U.S. SECURITIES AND EXCHANGE COMMISSION

Litigation Release No. 19301 / July 13, 2005

Accounting and Auditing Enforcement
Release No. 2277 / July 13, 2005

U.S. Securities and Exchange Commission v. Bernard J. Ebbers, Civil Action No. 05 Civ. 6378 (S.D.N.Y.)

SEC FILES CIVIL FRAUD ACTION AGAINST BERNARD J. EBBERS, WORLDCOM'S FORMER CHIEF EXECUTIVE OFFICER; EBBERS CONSENTS TO FRAUD INJUNCTION, PERMANENT OFFICER AND DIRECTOR BAR

Today the Securities and Exchange Commission filed a civil fraud action against Bernard J. Ebbers, the former Chief Executive Officer of WorldCom, Inc. (now known as MCI, Inc.), for his role in the WorldCom fraud. Ebbers has agreed to settle the matter by consenting, without admitting or denying the allegations in the Commission's complaint, to the entry of a final judgment enjoining him from violating the anti-fraud and other provisions of the federal securities laws, and permanently barring him from serving as an officer or director of a public company. The settlement is subject to the approval of the Court.

The Commission's action against Ebbers is its sixth civil enforcement action related to the WorldCom fraud. The complaint filed today alleges that Ebbers, along with other WorldCom senior officers, caused numerous fraudulent adjustments and entries in WorldCom's books and records, often in the hundreds of millions of dollars, in furtherance of a scheme to make the Company's publicly reported financial results appear to meet Wall Street's expectations. The complaint further alleges that these market expectations were based, in some instances, on financial performance targets set by Ebbers that Ebbers knew could not be attained by legitimate means. In addition, the Commission alleged that Ebbers made numerous false and misleading public statements about WorldCom's financial condition and performance, and signed multiple SEC filings that contained false and misleading material information.

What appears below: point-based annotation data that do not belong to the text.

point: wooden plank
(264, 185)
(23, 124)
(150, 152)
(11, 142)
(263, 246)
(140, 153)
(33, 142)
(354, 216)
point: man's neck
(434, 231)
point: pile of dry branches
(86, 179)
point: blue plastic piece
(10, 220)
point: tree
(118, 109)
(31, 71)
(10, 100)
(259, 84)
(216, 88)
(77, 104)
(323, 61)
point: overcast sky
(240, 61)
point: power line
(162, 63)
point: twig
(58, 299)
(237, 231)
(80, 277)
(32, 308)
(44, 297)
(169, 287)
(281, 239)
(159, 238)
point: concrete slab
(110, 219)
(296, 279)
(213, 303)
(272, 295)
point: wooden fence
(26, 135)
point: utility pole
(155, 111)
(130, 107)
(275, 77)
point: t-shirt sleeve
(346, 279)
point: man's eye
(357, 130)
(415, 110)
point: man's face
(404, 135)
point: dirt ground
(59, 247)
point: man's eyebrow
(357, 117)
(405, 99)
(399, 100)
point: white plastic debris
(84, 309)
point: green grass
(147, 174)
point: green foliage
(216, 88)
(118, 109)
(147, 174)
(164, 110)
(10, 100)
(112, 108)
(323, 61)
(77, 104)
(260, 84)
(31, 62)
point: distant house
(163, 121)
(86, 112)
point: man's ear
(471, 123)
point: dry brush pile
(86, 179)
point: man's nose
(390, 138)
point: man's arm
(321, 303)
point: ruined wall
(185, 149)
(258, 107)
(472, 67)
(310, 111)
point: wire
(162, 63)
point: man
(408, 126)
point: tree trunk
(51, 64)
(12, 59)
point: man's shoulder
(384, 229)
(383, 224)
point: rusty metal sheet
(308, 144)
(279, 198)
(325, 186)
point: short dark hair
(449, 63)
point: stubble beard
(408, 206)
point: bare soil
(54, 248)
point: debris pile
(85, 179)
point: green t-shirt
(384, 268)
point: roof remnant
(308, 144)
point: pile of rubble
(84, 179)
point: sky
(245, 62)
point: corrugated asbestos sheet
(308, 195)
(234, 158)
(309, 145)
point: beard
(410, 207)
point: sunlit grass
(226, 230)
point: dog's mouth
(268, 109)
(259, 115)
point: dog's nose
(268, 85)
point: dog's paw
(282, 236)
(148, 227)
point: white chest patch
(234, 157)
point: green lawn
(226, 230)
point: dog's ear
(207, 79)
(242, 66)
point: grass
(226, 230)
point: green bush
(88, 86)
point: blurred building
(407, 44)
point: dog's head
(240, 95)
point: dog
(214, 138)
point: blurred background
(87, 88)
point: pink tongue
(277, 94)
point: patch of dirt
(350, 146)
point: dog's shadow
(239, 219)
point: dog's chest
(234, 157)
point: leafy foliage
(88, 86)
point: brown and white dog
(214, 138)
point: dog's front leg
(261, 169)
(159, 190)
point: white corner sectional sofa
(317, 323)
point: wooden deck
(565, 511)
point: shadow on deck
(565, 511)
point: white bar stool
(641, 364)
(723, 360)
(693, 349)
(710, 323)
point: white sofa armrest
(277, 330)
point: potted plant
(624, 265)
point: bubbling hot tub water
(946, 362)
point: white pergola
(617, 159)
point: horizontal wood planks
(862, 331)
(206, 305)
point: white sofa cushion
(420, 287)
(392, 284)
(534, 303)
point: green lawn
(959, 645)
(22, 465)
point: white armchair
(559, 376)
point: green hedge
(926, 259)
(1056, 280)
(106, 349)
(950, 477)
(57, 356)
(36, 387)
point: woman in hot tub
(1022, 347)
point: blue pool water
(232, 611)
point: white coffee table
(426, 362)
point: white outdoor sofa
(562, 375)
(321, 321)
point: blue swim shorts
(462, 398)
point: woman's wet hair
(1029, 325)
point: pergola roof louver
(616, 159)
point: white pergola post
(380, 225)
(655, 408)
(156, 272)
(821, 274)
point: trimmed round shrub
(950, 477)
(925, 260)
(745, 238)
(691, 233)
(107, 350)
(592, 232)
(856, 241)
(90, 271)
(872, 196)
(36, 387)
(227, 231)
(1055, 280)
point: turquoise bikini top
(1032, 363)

If the settlement is approved by the Court, Ebbers will be enjoined from future violations of the antifraud, reporting, books and records, internal controls, and lying-to-auditors provisions of the federal securities laws-Section 17(a) of the Securities Act of 1933 and Sections 10(b), 13(a), 13(b)(2) and 13(b)(5) of the Securities Exchange Act of 1934 and Rules 10b-5, 12b-20, 13a-1, 13a-13, 13b2-1 and 13b2-2 thereunder.

The Commission acknowledges the assistance and cooperation of the U.S. Attorney's Office for the Southern District of New York and the Federal Bureau of Investigation. As announced on June 30 by the United States Attorney's Office, which obtained Ebbers' conviction on March 15 of this year, and as preliminarily approved on July 11 by U. S. District Judge Denise Cote, Ebbers will be required to transfer substantially all of his assets either directly to the class in the private WorldCom Securities Class Action Litigation or to a liquidation trust that will be established to sell off his assets for the benefit of that class and WorldCom. Ebbers is scheduled to be sentenced today in Manhattan by U.S. District Judge Barbara Jones.

The Commission's investigation into matters related to the WorldCom financial fraud is continuing.